Program to find out the sum of the maximum subarray after a operation in Python

Given an array of integers, we can perform one operation where we replace any element array[i] with its squared value array[i] * array[i]. Our goal is to find the maximum possible subarray sum after performing this operation.

So, if the input is like array = [4, 1, -2, -1], then the output will be 17.

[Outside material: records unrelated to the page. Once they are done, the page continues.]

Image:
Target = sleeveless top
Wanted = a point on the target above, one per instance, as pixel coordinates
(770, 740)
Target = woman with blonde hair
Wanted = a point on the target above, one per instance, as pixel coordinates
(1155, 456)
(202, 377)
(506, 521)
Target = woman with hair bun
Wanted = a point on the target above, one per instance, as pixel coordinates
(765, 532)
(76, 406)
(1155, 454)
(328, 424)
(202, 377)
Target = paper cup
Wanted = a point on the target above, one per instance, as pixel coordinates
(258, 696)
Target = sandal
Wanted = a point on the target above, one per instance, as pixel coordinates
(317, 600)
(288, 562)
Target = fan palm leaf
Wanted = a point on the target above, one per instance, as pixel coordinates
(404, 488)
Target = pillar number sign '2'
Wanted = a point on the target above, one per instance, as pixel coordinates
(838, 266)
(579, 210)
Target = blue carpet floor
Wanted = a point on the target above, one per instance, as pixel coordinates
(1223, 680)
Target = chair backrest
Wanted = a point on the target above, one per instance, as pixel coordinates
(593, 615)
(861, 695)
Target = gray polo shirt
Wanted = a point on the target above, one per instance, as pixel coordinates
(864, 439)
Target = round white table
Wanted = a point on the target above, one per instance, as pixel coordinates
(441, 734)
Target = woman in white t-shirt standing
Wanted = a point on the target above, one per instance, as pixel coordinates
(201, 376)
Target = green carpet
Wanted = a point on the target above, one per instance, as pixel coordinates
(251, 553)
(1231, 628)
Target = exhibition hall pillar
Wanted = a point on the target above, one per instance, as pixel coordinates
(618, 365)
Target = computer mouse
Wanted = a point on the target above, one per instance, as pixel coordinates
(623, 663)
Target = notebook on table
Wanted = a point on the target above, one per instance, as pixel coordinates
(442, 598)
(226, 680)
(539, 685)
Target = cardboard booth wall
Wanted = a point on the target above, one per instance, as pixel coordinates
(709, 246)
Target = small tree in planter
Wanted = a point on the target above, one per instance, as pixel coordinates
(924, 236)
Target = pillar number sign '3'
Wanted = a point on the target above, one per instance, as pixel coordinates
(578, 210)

If we replace the value in array[0] with its squared value, the array becomes [16, 1, -2, -1]. The maximum subarray from this is [16, 1], which has the sum 16 + 1 = 17.

Algorithm

We use dynamic programming with two arrays:

• dp1 − stores maximum subarray sum without using the square operation
• dp2 − stores maximum subarray sum after using the square operation at most once

For each element, we consider three possibilities:

• Continue previous subarray without squaring current element
• Start new subarray by squaring current element
• Square current element and add to previous subarray (if operation not used)

Implementation

def solve(array):
    # dp1: max subarray sum without using square operation
    dp1 = [float('-inf')]
    # dp2: max subarray sum using square operation at most once
    dp2 = [float('-inf')]
    
    for num in array:
        # Without squaring: continue previous or start new
        dp1.append(max(dp1[-1] + num, num))
        
        # With squaring: three options
        # 1. Square current and add to subarray before squaring
        # 2. Start new subarray with squared current element
        # 3. Continue previous subarray (already used square operation)
        dp2.append(max(dp1[-2] + num**2, num**2, dp2[-1] + num))
    
    return max(dp2)

# Test the function
result = solve([4, 1, -2, -1])
print(f"Maximum subarray sum: {result}")

Maximum subarray sum: 17

How It Works

Let's trace through the example [4, 1, -2, -1]:

def solve_with_trace(array):
    dp1 = [float('-inf')]
    dp2 = [float('-inf')]
    
    print("Step by step execution:")
    print("dp1 (no square):", dp1)
    print("dp2 (with square):", dp2)
    print()
    
    for i, num in enumerate(array):
        # Update dp1
        dp1.append(max(dp1[-1] + num, num))
        
        # Update dp2
        option1 = dp1[-2] + num**2  # Square current, add to previous
        option2 = num**2            # Start new with squared
        option3 = dp2[-1] + num     # Continue with current
        
        dp2.append(max(option1, option2, option3))
        
        print(f"After processing {num}:")
        print(f"  dp1: {dp1}")
        print(f"  dp2: {dp2}")
        print(f"  Options for dp2: {option1}, {option2}, {option3}")
        print()
    
    return max(dp2)

solve_with_trace([4, 1, -2, -1])

Step by step execution:
dp1 (no square): [-inf]
dp2 (with square): [-inf]

After processing 4:
  dp1: [-inf, 4]
  dp2: [-inf, 16]
  Options for dp2: 16, 16, -inf

After processing 1:
  dp1: [-inf, 4, 5]
  dp2: [-inf, 16, 17]
  Options for dp2: 5, 1, 17

After processing -2:
  dp1: [-inf, 4, 5, 3]
  dp2: [-inf, 16, 17, 19]
  Options for dp2: 9, 4, 15

After processing -1:
  dp1: [-inf, 4, 5, 3, 2]
  dp2: [-inf, 16, 17, 19, 18]
  Options for dp2: 4, 1, 18

Key Points

• We can use the square operation at most once in the entire array
• The subarray must be non-empty
• Dynamic programming tracks both possibilities: with and without using the square operation
• Time complexity: O(n), Space complexity: O(n)

Conclusion

This dynamic programming approach efficiently finds the maximum subarray sum after performing at most one square operation. The key insight is tracking two states: maximum sum without squaring and maximum sum with squaring used at most once.